Quickly leaving the rest area behind I drove on towards our rented apartment in Bargara along the main Pacific Highway. About an hour away from our destination we left behind the main road and found ourselves in farming country travelling on twisty and bendy single-lane roads. The crops are varied (with much of the land given over to sugar cane production which goes into the manufacture of Bundaberg rum) and macadamia nuts, ginger and figs are available throughout the year. Other crops like melons, lychees and mangos are in season now and the harvest looked plentiful with lots of farms advertising temporary jobs and accommodation to help with the picking. The unintended consequence of the Australian border closure is that there aren’t the usual temporary supply of Pacific islanders or international backpackers and students. This is a big worry for the farming community and, in Queensland, they are desperately trying to resolve the situation with specific quarantine suggestions that would allow temporary workers in and stop the harvests being lost. But time is running out for some crops.
We arrived into Bargara around 12.30pm and located the Koola Beach apartments. I popped into reception to see if we could leave the car in their secure underground car park whilst we went out to explore before official check in (at 2pm) but were told, to our delight, that our room was ready and they let us take immediate possession. What a result! We parked the car and headed up in the lift direct to our apartment. We let ourselves in to find we had been allocated a two-bedroom unit so lots of space and very nice and well-equipped it was too. The only disappointment was that we overlooked parkland rather than the sea but we were only there for two nights so it didn’t really matter.
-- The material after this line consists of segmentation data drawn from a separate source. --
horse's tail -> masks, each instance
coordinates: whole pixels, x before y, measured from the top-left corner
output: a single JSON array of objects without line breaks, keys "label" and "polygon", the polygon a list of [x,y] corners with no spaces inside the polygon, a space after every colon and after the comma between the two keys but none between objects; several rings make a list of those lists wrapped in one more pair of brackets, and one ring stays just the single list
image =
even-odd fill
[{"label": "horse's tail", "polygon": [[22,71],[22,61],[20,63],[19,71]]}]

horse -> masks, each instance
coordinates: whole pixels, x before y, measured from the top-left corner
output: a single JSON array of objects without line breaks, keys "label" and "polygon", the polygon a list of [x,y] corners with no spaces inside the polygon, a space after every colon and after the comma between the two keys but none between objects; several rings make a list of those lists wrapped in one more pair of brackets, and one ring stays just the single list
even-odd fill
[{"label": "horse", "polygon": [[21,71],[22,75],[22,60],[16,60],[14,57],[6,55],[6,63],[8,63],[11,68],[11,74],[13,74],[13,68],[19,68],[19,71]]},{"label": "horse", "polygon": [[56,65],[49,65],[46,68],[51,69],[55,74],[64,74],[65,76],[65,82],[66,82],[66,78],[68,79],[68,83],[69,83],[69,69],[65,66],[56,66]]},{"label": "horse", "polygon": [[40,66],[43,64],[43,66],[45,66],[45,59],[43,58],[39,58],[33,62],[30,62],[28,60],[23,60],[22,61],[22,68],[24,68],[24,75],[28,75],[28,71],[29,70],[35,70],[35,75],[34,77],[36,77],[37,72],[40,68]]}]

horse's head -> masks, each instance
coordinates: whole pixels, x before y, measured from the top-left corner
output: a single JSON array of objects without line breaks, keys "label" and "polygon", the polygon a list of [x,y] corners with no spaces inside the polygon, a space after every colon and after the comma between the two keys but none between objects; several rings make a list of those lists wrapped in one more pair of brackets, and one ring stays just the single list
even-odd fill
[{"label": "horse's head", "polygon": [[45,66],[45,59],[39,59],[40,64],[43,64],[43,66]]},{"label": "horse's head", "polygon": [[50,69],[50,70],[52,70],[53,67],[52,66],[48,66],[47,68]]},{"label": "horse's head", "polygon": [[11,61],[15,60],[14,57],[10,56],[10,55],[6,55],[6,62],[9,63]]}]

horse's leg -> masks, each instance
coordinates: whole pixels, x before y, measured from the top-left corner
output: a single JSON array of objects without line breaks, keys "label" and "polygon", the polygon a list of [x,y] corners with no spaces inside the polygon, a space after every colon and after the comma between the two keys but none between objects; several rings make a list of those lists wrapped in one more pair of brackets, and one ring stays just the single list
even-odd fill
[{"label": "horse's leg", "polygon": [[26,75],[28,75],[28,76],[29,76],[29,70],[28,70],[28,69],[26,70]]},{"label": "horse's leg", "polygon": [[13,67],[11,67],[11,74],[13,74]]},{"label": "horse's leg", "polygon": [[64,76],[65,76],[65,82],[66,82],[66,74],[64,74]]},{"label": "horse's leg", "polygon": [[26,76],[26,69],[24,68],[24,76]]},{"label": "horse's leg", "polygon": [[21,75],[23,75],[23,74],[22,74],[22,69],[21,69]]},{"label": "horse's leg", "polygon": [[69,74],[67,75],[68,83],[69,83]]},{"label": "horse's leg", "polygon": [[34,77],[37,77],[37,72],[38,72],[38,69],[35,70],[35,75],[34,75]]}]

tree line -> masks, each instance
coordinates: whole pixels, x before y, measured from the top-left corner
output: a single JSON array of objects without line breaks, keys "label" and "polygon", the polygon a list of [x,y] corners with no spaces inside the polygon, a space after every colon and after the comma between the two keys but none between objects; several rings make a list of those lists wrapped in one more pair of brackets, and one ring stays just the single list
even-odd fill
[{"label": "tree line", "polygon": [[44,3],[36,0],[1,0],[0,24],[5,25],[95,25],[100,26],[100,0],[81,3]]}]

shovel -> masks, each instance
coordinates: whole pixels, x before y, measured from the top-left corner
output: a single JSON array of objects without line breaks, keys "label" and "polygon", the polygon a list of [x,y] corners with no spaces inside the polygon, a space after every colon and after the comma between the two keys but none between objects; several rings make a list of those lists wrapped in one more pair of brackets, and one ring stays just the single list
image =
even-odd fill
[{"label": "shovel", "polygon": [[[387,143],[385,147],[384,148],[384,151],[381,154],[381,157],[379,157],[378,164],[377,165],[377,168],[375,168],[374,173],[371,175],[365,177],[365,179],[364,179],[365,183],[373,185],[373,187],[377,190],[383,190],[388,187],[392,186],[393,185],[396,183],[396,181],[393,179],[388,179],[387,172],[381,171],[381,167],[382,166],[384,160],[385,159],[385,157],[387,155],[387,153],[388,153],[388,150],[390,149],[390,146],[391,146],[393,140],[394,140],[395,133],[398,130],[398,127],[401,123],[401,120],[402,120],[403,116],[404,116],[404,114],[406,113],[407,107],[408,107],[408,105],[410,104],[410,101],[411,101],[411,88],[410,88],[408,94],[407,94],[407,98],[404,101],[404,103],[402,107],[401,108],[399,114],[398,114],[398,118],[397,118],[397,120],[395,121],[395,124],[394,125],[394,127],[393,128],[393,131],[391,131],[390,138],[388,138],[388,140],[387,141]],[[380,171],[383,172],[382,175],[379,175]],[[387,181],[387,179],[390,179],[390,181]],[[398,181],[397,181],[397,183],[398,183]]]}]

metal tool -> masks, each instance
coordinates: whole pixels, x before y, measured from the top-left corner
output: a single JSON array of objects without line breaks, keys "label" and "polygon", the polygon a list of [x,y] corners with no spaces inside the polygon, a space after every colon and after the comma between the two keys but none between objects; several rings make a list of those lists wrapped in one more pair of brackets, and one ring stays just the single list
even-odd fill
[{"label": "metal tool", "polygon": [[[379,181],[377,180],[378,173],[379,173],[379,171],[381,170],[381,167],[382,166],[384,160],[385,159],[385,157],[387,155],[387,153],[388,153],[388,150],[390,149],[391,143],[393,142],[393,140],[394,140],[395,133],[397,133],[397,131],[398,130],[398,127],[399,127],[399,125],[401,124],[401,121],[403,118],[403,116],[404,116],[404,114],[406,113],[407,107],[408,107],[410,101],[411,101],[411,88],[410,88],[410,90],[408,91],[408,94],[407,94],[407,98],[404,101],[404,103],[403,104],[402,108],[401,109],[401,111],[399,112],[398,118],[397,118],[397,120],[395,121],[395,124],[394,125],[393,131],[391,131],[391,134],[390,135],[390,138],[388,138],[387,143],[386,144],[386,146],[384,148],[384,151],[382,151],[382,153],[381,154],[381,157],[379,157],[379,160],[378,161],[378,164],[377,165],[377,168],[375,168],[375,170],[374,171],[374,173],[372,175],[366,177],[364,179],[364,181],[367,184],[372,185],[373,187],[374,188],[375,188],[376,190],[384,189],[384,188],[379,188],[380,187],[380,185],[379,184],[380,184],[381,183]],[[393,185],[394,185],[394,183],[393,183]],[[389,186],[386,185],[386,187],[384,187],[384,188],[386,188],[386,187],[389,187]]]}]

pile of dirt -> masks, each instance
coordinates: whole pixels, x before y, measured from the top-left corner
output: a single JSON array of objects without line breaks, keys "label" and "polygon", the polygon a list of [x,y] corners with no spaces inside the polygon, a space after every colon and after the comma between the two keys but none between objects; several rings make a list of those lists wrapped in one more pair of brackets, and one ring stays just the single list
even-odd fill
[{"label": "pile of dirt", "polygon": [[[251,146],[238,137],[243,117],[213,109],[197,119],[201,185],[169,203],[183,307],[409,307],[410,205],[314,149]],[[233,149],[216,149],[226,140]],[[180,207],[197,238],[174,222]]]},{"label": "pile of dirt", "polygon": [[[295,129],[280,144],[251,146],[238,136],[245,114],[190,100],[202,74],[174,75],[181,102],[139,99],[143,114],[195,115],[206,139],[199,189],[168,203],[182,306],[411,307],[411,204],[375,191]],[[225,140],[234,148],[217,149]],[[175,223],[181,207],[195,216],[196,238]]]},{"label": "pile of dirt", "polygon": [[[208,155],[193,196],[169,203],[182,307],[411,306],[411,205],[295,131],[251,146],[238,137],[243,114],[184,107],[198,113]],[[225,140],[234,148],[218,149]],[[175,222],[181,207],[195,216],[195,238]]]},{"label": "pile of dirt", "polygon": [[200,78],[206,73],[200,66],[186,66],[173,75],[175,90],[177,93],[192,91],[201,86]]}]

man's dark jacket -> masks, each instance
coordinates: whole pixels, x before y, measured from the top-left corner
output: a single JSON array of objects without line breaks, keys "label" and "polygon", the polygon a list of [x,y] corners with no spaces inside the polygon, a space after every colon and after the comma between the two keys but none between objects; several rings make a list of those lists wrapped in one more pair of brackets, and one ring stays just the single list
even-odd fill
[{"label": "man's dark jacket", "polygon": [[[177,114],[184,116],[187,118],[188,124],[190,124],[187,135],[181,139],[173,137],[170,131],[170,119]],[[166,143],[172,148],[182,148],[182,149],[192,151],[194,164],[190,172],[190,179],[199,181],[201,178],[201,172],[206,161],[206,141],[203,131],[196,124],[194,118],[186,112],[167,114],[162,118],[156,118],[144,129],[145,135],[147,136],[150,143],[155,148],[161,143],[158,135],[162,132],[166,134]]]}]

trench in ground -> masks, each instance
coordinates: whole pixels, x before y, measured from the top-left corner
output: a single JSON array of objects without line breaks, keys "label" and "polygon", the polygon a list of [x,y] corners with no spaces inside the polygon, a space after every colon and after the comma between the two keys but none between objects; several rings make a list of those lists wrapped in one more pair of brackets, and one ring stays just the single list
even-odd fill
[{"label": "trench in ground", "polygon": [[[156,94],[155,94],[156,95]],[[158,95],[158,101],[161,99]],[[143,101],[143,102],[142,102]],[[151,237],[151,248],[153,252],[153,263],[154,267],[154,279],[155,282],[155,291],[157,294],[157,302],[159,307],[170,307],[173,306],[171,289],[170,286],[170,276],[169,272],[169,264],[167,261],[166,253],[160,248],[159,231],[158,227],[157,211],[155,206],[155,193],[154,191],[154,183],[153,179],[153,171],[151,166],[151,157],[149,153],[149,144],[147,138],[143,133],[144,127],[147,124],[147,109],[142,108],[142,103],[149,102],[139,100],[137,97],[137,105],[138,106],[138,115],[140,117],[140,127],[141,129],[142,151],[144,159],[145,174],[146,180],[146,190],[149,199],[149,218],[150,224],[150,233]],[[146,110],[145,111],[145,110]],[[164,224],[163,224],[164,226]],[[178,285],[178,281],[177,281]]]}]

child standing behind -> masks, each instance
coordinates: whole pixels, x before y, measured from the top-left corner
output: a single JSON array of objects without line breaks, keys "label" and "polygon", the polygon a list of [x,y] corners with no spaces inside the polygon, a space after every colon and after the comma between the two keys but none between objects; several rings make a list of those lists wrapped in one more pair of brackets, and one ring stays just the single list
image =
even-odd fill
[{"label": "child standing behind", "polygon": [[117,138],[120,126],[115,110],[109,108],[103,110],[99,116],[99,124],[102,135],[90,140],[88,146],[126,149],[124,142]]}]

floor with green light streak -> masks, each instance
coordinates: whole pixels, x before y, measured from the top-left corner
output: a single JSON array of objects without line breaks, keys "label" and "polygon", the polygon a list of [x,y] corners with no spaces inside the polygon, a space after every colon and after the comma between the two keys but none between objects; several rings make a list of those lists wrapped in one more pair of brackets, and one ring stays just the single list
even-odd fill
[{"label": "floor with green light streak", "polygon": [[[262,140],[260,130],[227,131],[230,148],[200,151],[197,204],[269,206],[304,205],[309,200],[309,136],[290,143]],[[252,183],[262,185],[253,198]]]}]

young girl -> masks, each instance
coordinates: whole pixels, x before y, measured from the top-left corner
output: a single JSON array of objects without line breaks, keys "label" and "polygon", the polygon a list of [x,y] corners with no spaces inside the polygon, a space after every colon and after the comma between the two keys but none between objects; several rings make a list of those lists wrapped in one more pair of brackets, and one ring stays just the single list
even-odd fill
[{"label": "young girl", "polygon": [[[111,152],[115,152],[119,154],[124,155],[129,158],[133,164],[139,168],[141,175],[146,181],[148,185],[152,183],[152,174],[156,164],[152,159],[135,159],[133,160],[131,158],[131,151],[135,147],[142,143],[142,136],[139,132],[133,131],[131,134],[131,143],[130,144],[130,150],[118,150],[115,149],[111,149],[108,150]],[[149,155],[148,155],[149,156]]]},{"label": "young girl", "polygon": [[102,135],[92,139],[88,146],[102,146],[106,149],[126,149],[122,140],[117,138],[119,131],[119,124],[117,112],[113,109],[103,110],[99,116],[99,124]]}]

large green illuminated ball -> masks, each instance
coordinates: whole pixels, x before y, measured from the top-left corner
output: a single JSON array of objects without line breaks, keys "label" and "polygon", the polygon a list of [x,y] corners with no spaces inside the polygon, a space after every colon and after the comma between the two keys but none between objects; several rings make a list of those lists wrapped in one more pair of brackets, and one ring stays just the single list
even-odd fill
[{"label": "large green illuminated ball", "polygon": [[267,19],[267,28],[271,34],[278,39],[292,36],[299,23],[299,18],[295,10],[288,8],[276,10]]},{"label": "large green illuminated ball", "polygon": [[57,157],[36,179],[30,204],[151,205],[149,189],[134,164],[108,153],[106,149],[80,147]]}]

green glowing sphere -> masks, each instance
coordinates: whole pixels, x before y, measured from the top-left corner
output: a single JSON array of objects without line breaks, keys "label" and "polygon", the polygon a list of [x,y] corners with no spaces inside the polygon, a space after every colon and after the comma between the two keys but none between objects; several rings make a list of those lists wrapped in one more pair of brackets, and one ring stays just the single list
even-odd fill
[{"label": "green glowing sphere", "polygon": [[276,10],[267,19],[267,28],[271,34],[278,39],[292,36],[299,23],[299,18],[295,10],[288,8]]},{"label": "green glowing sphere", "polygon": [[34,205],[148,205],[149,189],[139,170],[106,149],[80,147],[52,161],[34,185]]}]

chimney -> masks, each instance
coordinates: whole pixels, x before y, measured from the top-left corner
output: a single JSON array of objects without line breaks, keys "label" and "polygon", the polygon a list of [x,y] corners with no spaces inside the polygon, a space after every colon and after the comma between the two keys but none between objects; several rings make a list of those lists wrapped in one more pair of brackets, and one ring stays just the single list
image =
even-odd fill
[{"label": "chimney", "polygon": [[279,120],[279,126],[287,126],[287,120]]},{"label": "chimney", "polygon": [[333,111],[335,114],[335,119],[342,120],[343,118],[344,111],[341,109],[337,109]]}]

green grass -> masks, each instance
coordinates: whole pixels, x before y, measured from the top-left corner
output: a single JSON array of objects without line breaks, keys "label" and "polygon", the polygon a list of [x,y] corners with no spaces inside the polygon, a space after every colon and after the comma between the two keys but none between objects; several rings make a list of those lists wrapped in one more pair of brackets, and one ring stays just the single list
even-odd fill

We relaxed in the air conditioning for a couple of hours then headed out for a walk. We found ourselves in the middle of an Australia Day party with lots of competitions for the kids and numerous food trucks. We had a snack whilst we wandered around and then left the park to check out the beach. Was a really hot and humid day.
Moving on we walked the promenade which followed the shore towards the main town of Bargara which was a fair walk away.
When we got to the town we headed to the Bargara Beach Hotel which had an outside veranda bar open to non-residents. So we had a couple of cold ones there while we debated dinner, not really fancying any of the offerings that we had come across. So we left the hotel and continued looking until we came across a small Thai restaurant so settled on that. We had a nice meal and then asked if they could call us a taxi – but the cab company didn’t pick up the call – so we decided to walk after all. Arriving back to our apartment we had a night cap in front of our large flat screen TV in the air conditioned environment which, for us, was a bit of a treat.
Wednesday morning and we awoke to a very cloudy and grey day. It definitely wasn’t a beach type of day so we headed inland to Childers. This town came into existence as a service town for the sugar cane fields and has a wealth of historic buildings. This, combined with the age of the unusual Brazilian Leopard Trees which line the main street, had led to it being dubbed Historic Childers, the National Trust Town. It is full of quirky sights, including some unusual statues, historic buildings and a link back to Oxfordshire with it’s river Isis and town of Childrey.
We enjoyed visiting the town and stopped for tea in an old Post Office building. Walking the high street we checked out the old medicine bottles in one of the museums and then spent some time in the military and memorabilia museum, before coming across the most moving war memorial to those who had served and been lost in past conflicts.
Having had a great morning out we headed back towards Bargara, around 40 miles away. On the way we decided to check out the Mon Repos beach and conservation centre where we had tickets that evening for a turtle encounter. Was nice to get a glimpse of the beach in the day time.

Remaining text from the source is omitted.